At first, we used the traditional computer vision approaches that I’d used my whole career, writing a big ball of custom logic to laboriously recognize one object at a time.
For example, to spot sky I’d first run a color detection filter over the whole image looking for shades of blue, and then look at the upper third.
If it was mostly blue, and the lower portion of the image wasn’t, then I’d classify that as probably a photo of the outdoors.
I’d been an engineer working on vision problems since the late 90’s, and the sad truth was that unless you had a research team and plenty of time behind you, this sort of hand-tailored hack was the only way to get usable results.
As you can imagine, the results were far from perfect and each detector I wrote was a custom job, and didn’t help me with the next thing I needed to recognize.
This probably seems laughable to anybody who didn’t work in computer vision in the recent past! It’s such a primitive way of solving the problem, it sounds like it should have been superseded long ago.

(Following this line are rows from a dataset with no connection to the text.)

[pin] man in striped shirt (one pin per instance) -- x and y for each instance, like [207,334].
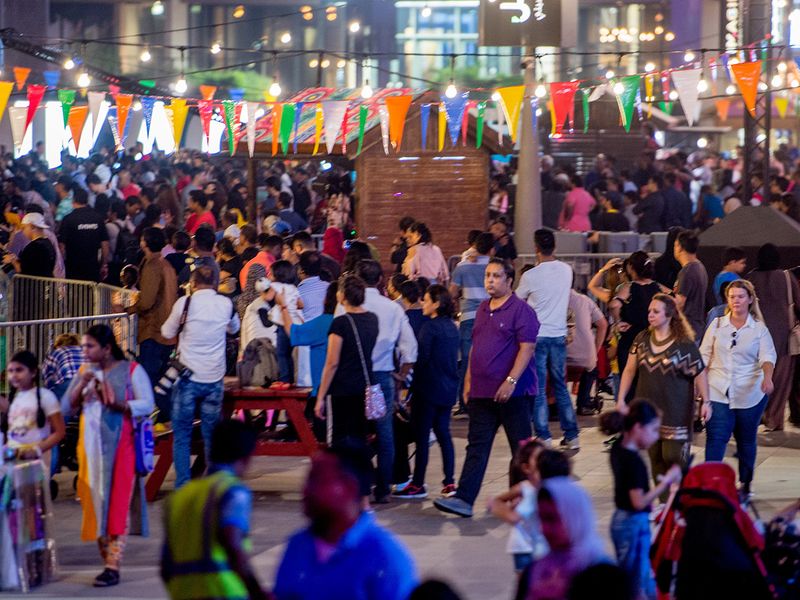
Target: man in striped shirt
[467,284]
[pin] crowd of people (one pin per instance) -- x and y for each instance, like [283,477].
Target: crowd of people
[392,352]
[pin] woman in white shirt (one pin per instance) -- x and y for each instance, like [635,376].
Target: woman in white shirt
[740,355]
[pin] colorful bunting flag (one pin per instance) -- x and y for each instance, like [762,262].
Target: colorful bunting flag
[747,76]
[397,107]
[21,76]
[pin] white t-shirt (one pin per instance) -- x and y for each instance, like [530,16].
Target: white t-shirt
[546,288]
[22,427]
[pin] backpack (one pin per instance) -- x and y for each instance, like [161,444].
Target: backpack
[259,364]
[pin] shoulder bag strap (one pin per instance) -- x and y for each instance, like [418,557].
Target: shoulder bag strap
[360,349]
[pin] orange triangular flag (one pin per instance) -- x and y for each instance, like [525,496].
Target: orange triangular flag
[723,106]
[208,91]
[75,121]
[397,107]
[747,76]
[21,76]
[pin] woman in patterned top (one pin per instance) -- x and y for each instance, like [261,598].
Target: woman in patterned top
[669,369]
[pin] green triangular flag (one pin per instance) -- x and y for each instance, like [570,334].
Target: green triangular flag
[287,124]
[362,124]
[627,99]
[479,124]
[229,110]
[585,101]
[67,99]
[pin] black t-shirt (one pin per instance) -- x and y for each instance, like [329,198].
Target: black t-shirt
[38,258]
[630,473]
[82,233]
[349,377]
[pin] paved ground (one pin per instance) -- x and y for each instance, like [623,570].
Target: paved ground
[468,552]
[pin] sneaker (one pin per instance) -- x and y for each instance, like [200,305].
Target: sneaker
[572,444]
[411,491]
[454,505]
[449,490]
[107,578]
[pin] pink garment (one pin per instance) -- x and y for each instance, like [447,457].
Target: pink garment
[426,260]
[578,204]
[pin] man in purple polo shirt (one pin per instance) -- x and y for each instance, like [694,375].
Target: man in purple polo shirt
[500,381]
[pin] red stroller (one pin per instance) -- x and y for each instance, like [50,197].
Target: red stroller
[707,545]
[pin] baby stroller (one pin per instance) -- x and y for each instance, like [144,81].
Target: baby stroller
[707,545]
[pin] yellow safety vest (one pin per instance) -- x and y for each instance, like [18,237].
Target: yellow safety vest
[196,563]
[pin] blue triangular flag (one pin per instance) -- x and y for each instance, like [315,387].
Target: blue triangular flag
[425,115]
[51,78]
[147,109]
[454,109]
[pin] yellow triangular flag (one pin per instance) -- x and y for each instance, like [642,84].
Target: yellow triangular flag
[511,101]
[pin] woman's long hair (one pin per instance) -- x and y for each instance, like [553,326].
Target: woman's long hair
[755,309]
[679,327]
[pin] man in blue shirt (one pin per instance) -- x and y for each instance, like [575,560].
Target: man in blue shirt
[343,553]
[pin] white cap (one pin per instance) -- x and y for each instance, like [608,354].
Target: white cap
[36,220]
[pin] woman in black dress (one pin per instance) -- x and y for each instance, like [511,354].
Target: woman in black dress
[669,368]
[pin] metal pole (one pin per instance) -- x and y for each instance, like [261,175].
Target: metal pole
[528,202]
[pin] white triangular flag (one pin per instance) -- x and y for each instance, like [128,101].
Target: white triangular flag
[95,99]
[686,85]
[384,117]
[333,112]
[251,107]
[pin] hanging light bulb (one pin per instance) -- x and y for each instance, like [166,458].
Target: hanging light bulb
[84,80]
[275,88]
[366,90]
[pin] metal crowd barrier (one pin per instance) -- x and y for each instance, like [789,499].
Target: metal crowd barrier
[38,335]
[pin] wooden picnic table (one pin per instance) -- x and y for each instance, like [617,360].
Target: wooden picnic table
[293,401]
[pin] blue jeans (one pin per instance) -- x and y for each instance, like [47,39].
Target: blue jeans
[465,345]
[186,394]
[743,424]
[154,358]
[551,360]
[630,532]
[383,428]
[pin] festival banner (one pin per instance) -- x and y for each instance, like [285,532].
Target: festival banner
[76,121]
[5,92]
[124,102]
[333,111]
[94,99]
[686,81]
[454,108]
[17,116]
[479,124]
[383,114]
[627,99]
[424,117]
[252,107]
[35,95]
[179,113]
[207,91]
[747,76]
[511,101]
[563,95]
[21,76]
[397,107]
[362,123]
[723,106]
[288,114]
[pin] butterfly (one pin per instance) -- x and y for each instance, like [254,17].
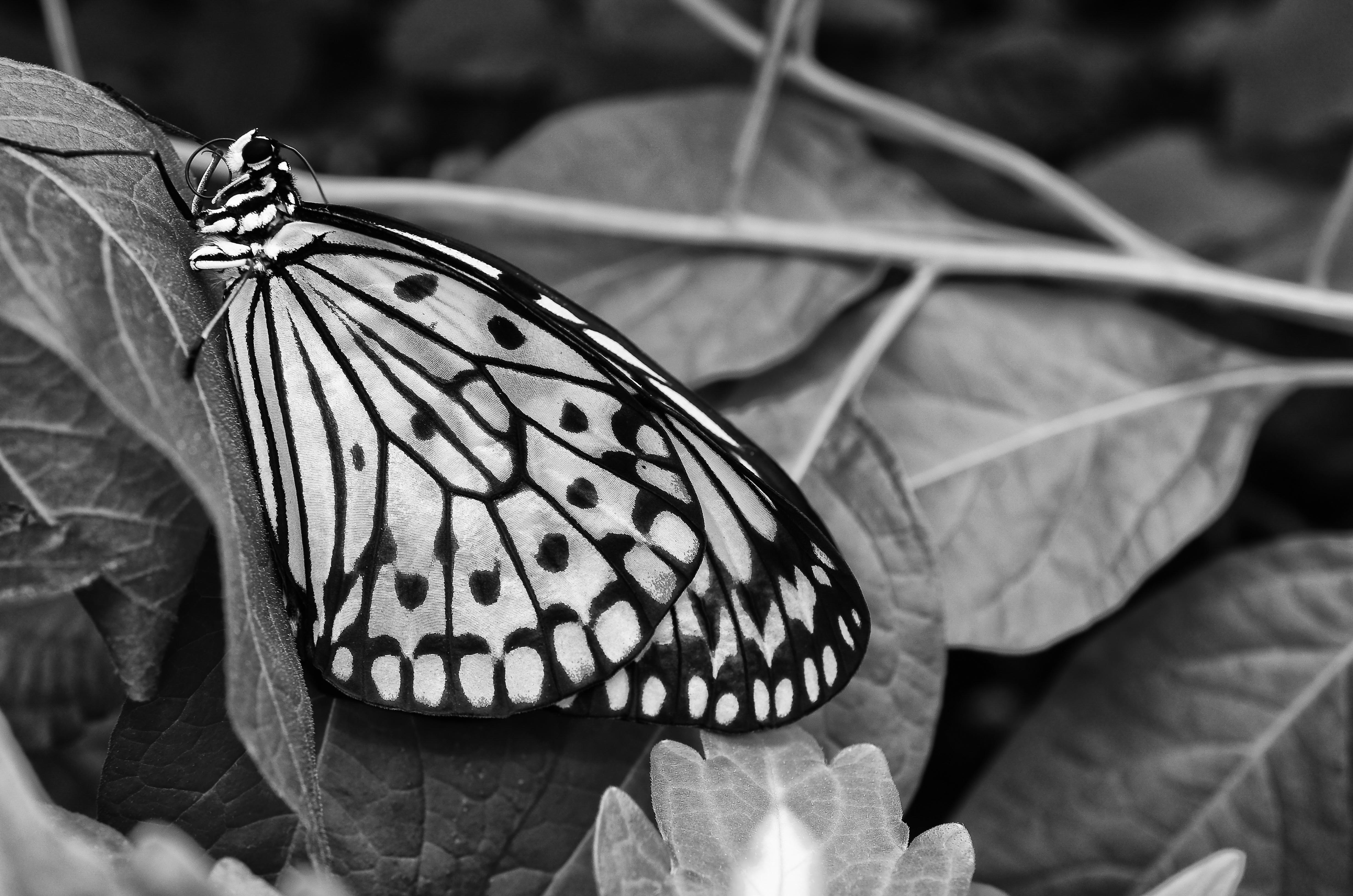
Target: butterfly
[483,500]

That’s why I was so excited when I started to play around with deep learning.
It became clear as I tried them out that the latest approaches using convolutional neural networks were producing far better results than my hand-tuned code on similar problems.
Not only that, the process of training a detector for a new class of object was much easier.
I didn’t have to think about what features to detect, I’d just supply a network with new training examples and it would take it from there.